Bei unserem letzten Besuch waren dann mehrere Bereiche abgesperrt. Der Boden war dort noch nahezu nackt. Nur kleine, zarte Pflänzchen waren zu sehen. Dazu der Hinweis, dass hier Wildblumenwiesen wachsen sollen.
Spannend zu sehen, wie neben den Bereichen – welche bisher als die natürliche Schönheit einer Parkanlage galt – auf einmal wirklich Natur wachsen darf. Ich bin gespannt, wie es beim nächsten Besuch hier aussieht.
Rewilding im Privaten
Wie „Rewilding“ im eigenen Hausgarten aussehen kann, durfte ich bei einem Tag der offenen Gärten in „Field Dalling“, Norfolk sehen. Hinter einem kleinen, weißen Cottage findet sich ein wunderschöner Garten. Die Fußwege sind einfach nur gemähte Wiese. Zwischen wohlduftenden Rosenstöcke wachsen Wiesenblumen, Gräser und Kräuter. Oft über einen Meter hoch. So schmiegen sich lila Rosen an die Weiße Schafgarbe.
Dort wachsen zwischen verschiedene Akelei Sorten die wärmeliebenderen Küchenkräuter. Zistrose (Cistus purpureus) und Säckelblume (Ceanothus) geben ein knalligbuntes Stelldichein. Auch sie sind umrahmt von Wiesenblumen und Gräsern.
Deutlich ist zu sehen, dass die Besitzerin immer nur den Stupps in eine Richtung gibt. Den großen Rest macht die Natur.
Dieser Garten ist wirklich eine Inspiration für mich und für mich das Zeichen, dass ich auf dem für mich richtigen Weg bin.
Mein Rewilding
Rewilding ist ein Trend, welchen ich in meinem Garten schon lange lebe. Wenn auch eher unbewusst. Durch „Nichtstun“ und die „Natur einfach mache lasse“ ergab sich neben Beeten mindestens genauso schöne Ecken im Garten.
Doch jetzt nimmt das Rewilding in meinem Garten aber richtig viel Raum ein – notgedrungen. Denn seit drei Monaten laborierte ich an einem gebrochenen Fuß (Mai 2023). Ich konnte nicht in den Garten, die Beete vorbereiten, etwas anpflanzen oder aussäen. Seit Wochen sitze ich am Fenster und schaue hinaus in meinen geliebten Garten und werde immer trauriger.

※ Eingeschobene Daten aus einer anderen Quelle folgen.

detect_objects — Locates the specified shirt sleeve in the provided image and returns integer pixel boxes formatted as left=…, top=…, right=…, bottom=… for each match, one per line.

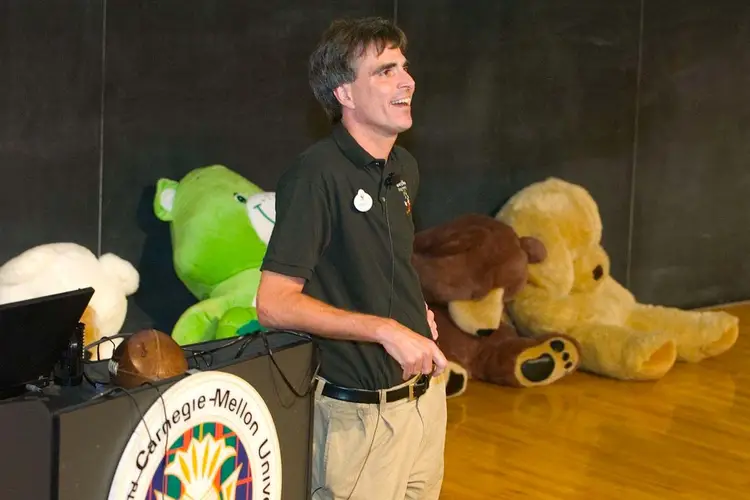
left=261, top=158, right=332, bottom=280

Immerhin gab es ganz viele Regentage. Tage, in denen ich eh nicht viel hätte machen konnte und die der Natur bei uns so richtig gut getan haben. So grün-lebendig-bunt war es schon seit Jahren nicht mehr im Garten. Deutlich wird sichtbar, der Regen hat gefehlt.
Natur ohne Mensch
Ganze 8 Wochen war ich nicht im Garten. Heute (1. Mai 2023) habe ich mich endlich rausgewagt. Ich bin überwältigt. Vom saftigen Grün, den vielen Blüten. Alles wuchert und steht voll im Saft. Doch ich bin auch echt überfordert. Selbst mich stresst es, dass so Vieles liegen geblieben ist. Denn auch die gesamten Gemüsebeete sind überwuchert mit blühendem Unkraut. Na, es scheint, dass hier meine persönliche Grenze beim Rewilding erreicht ist.
Trotzdem: Es war wichtig, dass ich mit meiner Arbeit der letzten Jahre eine gute Grundlage im Garten geschaffen habe. All die Pflanzen, Bäume, Sträucher und Blumen, die ich hier gepflanzt und angesät habe, lassen den Garten erblühen. Wenn ich nun in Ruhe alles genau zu betrachte, sehe ich die Schönheit. Was „Nichtstun“ hervor bringen kann, war mir schon immer klar. Doch der Garten zeigt mir gerade in seiner ganzen Pracht, wie gut es der Natur tutn, wenn mal der Mensch seine Finger von ihr lässt. Wahnsinn!
Nur die Gemüsebeete müssen wieder etwas ordentlicher werden. Zumindest ein bisschen.